One-time pads (OTP) were issued in matching sets of two for encoding: one set was for the encoder and one for the decoder. No two pages were alike. Each sheet contained a random key in the form of five-digit groups. Once a sheet was used to encode a message, it was torn off the pad and destroyed. Because the codes were used only once, they were virtually unbreakable.
Used to facilitate secure communication between an agent and his/her handler, the spike, containing documents or film, could be pushed into the ground by the agent at a pre-arranged spot and later retrieved by a handler.
A mechanical cipher device designed by Boris Hagelin that was widely used by the U.S. Army during World War II. Compact and portable, it used a series of rotors to encode and decode secret military messages.
The CIA’s Office of Research and Development created this camera that was small and light enough to be fitted to a pigeon. Photos taken from the bird in flight could be captured within hundreds of feet of the target, producing much more detailed pictures than other image-capturing methods.

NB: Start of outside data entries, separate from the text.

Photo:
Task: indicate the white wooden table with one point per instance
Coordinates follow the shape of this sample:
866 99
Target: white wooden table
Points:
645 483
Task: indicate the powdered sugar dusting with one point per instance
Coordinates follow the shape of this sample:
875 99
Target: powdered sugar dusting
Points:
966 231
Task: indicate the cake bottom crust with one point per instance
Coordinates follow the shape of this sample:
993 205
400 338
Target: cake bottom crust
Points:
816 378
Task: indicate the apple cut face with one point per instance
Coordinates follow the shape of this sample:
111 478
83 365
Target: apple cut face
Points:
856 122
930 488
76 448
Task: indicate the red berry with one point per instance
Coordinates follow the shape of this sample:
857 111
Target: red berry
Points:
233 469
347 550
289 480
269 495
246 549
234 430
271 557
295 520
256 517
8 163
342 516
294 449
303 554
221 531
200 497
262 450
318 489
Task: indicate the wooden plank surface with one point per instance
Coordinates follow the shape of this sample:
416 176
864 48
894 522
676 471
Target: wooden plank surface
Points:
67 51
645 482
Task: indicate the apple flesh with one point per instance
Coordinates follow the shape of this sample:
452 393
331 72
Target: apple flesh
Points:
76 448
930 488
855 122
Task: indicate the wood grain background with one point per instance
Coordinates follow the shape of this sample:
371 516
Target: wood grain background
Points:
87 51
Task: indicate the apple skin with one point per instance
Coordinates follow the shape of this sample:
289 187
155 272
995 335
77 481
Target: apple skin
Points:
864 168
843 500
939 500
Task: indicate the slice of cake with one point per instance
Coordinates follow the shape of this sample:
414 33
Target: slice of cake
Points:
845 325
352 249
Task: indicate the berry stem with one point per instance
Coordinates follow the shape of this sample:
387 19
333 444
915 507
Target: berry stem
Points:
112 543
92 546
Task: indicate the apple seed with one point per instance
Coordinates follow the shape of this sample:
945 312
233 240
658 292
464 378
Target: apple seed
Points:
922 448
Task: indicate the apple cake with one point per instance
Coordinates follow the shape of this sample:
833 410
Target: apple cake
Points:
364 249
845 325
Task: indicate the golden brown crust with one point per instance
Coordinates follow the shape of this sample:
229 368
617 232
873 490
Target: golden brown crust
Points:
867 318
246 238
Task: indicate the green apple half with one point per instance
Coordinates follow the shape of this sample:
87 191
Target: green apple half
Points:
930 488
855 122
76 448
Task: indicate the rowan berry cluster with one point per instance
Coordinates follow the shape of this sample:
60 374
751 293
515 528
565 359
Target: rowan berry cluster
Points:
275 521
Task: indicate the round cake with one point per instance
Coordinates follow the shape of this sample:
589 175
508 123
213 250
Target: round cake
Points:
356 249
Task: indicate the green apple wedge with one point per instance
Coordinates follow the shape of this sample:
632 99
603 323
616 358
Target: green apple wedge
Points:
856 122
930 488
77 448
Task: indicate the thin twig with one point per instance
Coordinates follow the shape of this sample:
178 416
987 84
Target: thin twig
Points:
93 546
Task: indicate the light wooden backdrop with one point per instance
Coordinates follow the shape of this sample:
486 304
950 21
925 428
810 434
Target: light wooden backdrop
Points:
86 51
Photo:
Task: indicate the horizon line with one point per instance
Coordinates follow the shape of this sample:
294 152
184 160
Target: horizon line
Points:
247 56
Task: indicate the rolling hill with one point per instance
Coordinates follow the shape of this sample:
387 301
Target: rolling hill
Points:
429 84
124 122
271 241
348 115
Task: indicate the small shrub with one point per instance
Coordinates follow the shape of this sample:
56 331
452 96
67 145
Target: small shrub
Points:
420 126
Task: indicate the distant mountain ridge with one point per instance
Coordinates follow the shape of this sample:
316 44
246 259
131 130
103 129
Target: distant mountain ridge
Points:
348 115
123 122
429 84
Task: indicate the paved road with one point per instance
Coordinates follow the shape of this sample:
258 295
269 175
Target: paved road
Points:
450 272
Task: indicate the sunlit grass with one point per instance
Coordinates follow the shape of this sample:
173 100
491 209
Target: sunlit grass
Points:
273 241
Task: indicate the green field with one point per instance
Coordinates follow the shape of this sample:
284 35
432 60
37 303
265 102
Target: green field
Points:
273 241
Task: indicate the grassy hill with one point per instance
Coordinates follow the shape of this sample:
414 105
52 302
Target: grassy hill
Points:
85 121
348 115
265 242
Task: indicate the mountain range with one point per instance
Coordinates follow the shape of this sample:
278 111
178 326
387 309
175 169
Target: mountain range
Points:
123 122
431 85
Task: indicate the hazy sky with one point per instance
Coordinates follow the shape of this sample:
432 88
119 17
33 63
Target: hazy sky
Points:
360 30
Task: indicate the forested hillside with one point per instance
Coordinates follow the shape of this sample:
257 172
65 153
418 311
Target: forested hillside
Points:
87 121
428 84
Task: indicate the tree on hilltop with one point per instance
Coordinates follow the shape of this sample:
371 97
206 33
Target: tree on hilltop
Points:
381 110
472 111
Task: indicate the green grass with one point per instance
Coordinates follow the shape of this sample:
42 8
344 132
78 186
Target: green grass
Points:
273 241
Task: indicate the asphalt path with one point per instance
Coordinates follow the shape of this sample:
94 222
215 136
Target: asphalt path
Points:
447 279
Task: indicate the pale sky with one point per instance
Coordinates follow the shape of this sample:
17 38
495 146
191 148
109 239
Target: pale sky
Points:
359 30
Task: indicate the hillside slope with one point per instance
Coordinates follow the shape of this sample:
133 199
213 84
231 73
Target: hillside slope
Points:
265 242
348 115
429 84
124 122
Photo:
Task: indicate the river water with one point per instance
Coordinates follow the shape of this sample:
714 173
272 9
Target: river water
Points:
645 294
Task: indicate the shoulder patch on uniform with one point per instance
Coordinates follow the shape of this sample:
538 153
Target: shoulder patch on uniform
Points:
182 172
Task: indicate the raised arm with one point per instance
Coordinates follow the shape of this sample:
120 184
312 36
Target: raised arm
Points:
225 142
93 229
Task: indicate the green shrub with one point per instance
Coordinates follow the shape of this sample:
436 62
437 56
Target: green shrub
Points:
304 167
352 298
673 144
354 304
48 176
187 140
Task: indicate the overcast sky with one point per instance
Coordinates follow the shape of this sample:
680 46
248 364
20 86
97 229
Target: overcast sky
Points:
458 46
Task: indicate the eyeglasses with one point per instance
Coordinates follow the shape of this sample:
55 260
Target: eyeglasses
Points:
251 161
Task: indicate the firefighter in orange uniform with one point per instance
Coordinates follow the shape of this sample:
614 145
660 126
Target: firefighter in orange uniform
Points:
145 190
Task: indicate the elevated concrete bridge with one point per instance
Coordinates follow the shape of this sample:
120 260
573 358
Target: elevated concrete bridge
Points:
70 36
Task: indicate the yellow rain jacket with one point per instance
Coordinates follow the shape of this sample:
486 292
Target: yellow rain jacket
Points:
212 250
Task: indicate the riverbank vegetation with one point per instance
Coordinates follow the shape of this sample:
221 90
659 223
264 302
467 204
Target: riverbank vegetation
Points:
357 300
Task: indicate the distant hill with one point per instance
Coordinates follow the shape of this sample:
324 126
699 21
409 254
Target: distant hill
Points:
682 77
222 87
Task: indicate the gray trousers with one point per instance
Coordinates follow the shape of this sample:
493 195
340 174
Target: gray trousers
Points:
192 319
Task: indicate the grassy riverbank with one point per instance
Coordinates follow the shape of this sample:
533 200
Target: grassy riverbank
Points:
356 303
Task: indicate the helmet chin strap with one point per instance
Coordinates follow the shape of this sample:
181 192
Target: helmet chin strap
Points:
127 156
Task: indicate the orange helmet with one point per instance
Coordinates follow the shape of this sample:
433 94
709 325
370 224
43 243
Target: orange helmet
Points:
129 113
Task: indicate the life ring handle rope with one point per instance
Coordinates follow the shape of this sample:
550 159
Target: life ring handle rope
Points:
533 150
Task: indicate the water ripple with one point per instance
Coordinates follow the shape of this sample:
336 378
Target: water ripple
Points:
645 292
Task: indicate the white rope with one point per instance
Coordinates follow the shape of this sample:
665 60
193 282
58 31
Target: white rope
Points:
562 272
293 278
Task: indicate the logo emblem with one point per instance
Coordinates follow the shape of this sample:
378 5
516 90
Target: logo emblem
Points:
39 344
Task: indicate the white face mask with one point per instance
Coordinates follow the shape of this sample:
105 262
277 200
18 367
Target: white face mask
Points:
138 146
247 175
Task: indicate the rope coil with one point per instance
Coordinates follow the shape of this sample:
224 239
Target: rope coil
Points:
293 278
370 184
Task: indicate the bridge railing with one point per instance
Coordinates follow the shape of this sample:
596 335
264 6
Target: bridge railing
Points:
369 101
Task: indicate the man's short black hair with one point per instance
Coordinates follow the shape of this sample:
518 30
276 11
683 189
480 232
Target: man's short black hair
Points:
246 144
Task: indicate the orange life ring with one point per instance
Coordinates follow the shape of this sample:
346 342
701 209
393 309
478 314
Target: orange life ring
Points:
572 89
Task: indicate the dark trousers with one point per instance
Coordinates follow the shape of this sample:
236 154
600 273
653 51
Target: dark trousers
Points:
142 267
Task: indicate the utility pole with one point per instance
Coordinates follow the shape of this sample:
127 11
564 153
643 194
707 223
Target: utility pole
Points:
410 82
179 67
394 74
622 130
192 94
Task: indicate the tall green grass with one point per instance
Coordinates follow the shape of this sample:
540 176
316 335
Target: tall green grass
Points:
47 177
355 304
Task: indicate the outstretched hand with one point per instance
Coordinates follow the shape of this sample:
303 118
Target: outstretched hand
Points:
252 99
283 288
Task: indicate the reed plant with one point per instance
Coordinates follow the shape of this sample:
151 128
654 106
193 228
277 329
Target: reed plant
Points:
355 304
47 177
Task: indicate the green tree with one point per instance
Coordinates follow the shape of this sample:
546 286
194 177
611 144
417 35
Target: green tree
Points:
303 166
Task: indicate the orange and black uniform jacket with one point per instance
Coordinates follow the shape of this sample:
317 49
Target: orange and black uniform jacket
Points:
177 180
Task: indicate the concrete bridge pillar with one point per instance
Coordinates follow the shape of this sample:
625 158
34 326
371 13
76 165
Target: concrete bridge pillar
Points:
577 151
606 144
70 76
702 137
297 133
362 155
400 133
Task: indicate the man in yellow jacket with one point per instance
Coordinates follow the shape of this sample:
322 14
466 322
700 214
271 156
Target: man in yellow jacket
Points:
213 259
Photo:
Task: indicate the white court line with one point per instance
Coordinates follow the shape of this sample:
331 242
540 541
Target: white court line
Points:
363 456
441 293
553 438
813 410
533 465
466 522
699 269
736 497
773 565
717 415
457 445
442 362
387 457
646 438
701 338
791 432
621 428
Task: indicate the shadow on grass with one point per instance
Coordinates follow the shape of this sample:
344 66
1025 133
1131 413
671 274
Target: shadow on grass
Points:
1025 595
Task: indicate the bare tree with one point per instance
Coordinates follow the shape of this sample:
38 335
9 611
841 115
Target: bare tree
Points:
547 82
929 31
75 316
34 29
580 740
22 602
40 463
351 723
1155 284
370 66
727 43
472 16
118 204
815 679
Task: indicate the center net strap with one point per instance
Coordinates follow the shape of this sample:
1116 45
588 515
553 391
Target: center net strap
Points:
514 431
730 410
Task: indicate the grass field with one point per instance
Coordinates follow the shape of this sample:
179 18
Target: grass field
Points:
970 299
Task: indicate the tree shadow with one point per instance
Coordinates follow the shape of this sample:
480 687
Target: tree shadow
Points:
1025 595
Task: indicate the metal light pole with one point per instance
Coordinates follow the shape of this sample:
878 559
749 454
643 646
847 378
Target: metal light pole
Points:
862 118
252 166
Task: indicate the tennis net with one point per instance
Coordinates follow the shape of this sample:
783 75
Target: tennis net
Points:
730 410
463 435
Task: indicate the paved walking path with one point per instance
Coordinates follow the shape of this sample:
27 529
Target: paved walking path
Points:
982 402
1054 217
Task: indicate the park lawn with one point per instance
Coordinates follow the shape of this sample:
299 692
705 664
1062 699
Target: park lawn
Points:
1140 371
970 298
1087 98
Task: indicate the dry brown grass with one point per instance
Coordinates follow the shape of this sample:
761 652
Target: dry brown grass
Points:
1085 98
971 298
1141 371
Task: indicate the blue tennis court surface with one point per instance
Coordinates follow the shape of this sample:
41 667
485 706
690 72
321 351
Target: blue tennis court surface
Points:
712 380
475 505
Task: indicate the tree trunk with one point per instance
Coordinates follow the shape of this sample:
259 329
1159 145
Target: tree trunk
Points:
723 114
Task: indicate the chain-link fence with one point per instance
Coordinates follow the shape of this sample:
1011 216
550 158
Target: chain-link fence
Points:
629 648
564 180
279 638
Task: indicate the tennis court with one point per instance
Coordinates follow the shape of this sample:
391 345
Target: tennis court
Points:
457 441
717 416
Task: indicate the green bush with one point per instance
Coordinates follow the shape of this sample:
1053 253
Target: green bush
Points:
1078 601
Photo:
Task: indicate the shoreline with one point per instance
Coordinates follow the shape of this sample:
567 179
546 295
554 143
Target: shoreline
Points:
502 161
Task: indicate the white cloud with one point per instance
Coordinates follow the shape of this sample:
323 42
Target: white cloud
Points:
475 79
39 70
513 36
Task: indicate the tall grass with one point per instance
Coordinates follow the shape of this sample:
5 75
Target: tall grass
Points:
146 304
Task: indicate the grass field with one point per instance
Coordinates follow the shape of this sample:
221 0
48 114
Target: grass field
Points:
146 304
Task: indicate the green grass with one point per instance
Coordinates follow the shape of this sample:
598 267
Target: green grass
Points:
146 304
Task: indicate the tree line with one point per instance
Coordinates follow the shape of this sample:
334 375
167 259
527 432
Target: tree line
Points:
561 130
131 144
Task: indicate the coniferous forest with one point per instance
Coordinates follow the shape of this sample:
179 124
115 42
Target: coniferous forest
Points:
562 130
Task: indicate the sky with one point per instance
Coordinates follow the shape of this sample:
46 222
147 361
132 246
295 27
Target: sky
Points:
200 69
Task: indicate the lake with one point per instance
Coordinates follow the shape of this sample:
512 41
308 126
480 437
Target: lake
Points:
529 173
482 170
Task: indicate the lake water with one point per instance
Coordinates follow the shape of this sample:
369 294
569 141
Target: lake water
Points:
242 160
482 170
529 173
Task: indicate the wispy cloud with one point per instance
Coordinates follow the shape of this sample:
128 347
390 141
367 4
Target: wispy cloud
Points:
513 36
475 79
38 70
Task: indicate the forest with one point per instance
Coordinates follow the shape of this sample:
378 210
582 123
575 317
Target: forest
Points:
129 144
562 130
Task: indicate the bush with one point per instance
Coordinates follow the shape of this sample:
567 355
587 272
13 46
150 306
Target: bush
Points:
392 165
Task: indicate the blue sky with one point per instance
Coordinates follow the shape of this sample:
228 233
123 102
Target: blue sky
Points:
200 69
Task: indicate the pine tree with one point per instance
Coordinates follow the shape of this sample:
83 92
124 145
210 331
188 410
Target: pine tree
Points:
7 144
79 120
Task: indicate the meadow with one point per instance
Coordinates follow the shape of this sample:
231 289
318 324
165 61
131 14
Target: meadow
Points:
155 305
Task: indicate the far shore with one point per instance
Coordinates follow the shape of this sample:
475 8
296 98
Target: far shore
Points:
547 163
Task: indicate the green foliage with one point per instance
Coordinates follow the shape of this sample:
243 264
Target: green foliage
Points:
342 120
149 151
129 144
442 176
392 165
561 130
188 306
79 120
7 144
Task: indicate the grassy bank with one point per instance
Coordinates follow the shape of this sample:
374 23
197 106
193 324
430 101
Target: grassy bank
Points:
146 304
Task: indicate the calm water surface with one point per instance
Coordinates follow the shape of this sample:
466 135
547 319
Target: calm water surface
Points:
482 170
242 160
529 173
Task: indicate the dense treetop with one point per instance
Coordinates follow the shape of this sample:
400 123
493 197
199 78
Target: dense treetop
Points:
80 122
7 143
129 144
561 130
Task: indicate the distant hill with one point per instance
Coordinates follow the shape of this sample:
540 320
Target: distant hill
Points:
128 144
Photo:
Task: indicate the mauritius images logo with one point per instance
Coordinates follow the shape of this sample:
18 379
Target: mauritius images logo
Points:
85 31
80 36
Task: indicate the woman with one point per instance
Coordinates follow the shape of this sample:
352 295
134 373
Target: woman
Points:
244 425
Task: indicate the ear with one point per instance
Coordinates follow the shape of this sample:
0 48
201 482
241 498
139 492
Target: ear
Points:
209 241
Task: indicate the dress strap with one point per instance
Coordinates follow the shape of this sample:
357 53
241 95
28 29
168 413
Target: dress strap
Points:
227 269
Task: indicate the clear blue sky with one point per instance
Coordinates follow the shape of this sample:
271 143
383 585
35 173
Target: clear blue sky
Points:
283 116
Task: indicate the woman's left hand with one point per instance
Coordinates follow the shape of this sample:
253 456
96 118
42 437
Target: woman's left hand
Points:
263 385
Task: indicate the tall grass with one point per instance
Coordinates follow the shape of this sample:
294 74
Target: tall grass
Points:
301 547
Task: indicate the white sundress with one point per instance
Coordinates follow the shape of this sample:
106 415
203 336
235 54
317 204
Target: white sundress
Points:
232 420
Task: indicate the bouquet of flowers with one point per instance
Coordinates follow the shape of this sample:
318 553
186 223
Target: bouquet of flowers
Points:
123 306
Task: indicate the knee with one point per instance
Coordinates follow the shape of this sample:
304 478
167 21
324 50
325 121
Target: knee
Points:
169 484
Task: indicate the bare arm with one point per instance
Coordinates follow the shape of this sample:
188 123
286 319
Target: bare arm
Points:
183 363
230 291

For the female mole attending a black-tie affair, surveillance equipment didn’t have to be dowdy. This “couture” outfit from the Office of Technical Readiness allowed spies to munch on canapes and dance a waltz while still snapping surreptitious pics and recording cocktail chatter.
A female agent could powder her nose while sneaking a surreptitious peak at code hidden in the mirror of this handy dual-use compact. When tipped at a certain angle, the code was visible in the mirror.
Printed on silk, this escape map could be folded compactly for concealment (or worn smartly as a scarf) and wouldn’t rustle when opened and closed. It was printed with waterproof dyes so the colours wouldn’t run if an agent had to make a sudden water-borne escape.
These “spurs,” worn on airplanes, strapped over boot heels and were each attached to a ball connected to a cable beneath the plane seat. If the pilot had to pull the “D” ring (ejection handle) in an emergency, the cables would snap the wearer’s feet back under the seat to ensure a smooth and safe ejection from the aircraft.
This Eisenhower silver dollar, hollow on the inside, could be used to conceal messages or film.
A view of the inside of the silver dollar, which could be used to conceal secret messages or film.
Greying hair apparently is a side-effect of being a U.S. president and a CIA director. But Allen W. Dulles earned his over a long career – the longest a CIA director ever served. Dulles joined the Office of Strategic Services (OSS) during WWII, during which he directed intelligence operations from Switzerland. In 1951, he joined the newly created Central Intelligence Agency and became its director in 1953. He retired in 1961.
Introduced in 1941, the knife is named after its British designers, Captains W.E. Fairbairn and E.A. Sykes. Here pictured with its sheath (at left), the weapon was crafted to strike at the most vulnerable parts of an opponent’s body.
Walter Zapp, a Latvian engineer, developed a portable camera in 1937 that would fit easily into the palm of a hand and take high-quality pictures. Originally made from steel in Riga, it was considered a marvel of technology and became the world’s most widely used spy camera.
This Cold War-Era intrusion-detection system was designed to blend in with the terrain and could detect movement of people, animals or objects up to 300 meters away. The device operated on tiny power cells and had a built-in antenna. Its transmitter would relay data from the device by means of coded pulses.
No matter how the caltrop tire spike was tossed on a roadway or airport runway, it would land with a tire-puncturing prong facing upward.
A miniature 35mm film camera manufactured in Switzerland was concealed in this modified tobacco pouch. A spring-wound mechanism advanced the film between exposures.